Book Pelagic Passageways

Download or read book Pelagic Passageways written by Rila Mukherjee and published by Primus Books. This book was released on 2011 with total page 518 pages. Available in PDF, EPUB and Kindle. Book excerpt: Due to the frontierization of nation-states, maritime historians have tended to ignore the northern Bay of Bengal. Yet, this marginal region, now dispersed over the four nation-states of India, China, Myanmar and Bangladesh, was not marginal in the past. Until recently, however, historians have concentrated largely on the 'big four': the Gujarat, Malabar, Coromandel and western Bengal coasts. Extreme eastern South Asia -- Bengal and the lands to its north-east fanning into Burma and China, or modern India's north-east and beyond -- is the focus of Pelagic Passageways. This regional unit, including diverse topographic features: plains, forests, estuaries, deltas, rivers, mountains, lakes, plateaus and remote passes, oscillates between unity and fragmentation, between centrality and marginality in the larger space of the Bay of Bengal. To attempt a history of this space is indeed challenging. There is not one, but two deltas here: the western delta, corresponding to present West Bengal in India and centred now on Kolkata, and the south-eastern delta, in present Bangladesh, centred on Dhaka, and running into Arakan. Not merely in terms of location, but on a historical axis too, the two deltas are vastly different as they have followed disparate trajectories, dictated in part by their geographies. Pelagic Passageways, therefore, questions the conventional fault line, located on the south-eastern Bengal delta, between the historiography of South and South-East Asia.

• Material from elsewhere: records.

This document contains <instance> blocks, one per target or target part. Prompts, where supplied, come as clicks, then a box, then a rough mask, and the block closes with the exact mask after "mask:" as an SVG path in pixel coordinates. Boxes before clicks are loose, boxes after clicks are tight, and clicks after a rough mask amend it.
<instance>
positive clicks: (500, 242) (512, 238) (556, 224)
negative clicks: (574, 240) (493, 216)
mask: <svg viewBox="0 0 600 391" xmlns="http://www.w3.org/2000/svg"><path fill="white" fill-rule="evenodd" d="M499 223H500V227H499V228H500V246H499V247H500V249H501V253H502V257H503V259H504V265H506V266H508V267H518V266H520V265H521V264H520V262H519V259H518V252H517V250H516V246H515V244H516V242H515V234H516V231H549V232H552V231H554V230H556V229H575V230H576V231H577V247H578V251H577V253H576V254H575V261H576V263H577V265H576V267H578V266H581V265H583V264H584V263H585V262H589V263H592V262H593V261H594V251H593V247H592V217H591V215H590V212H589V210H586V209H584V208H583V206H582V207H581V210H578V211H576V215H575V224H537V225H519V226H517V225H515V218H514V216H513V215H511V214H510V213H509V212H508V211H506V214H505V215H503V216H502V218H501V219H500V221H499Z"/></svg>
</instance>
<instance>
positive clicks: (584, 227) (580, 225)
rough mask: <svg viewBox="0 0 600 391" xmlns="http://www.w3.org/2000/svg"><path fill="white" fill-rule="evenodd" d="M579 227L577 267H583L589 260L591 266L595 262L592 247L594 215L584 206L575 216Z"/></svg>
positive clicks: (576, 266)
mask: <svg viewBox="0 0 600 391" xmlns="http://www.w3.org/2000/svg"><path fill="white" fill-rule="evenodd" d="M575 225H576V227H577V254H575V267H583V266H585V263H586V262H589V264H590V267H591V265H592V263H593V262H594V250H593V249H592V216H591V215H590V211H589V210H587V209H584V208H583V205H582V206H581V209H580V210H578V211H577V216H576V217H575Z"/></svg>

Concentrating on commodity and currency flows, travel, trade, routes and interactive networks Pelagic Passageways visualizes the cultural space of the northern Bay of Bengal as embracing upland landlocked areas -- Ava, Yunnan, the Tripuri, Dimasa and Ahom states -- not usually seen as part of maritime history. This collection of essays suggests that they too were a part of the social and commercial networks of the Indian Ocean. While these countries literally fell off the map, this volume proposes that we see these areas instead as crossroads, mediating flows between the land-dwelling and aquatic worlds.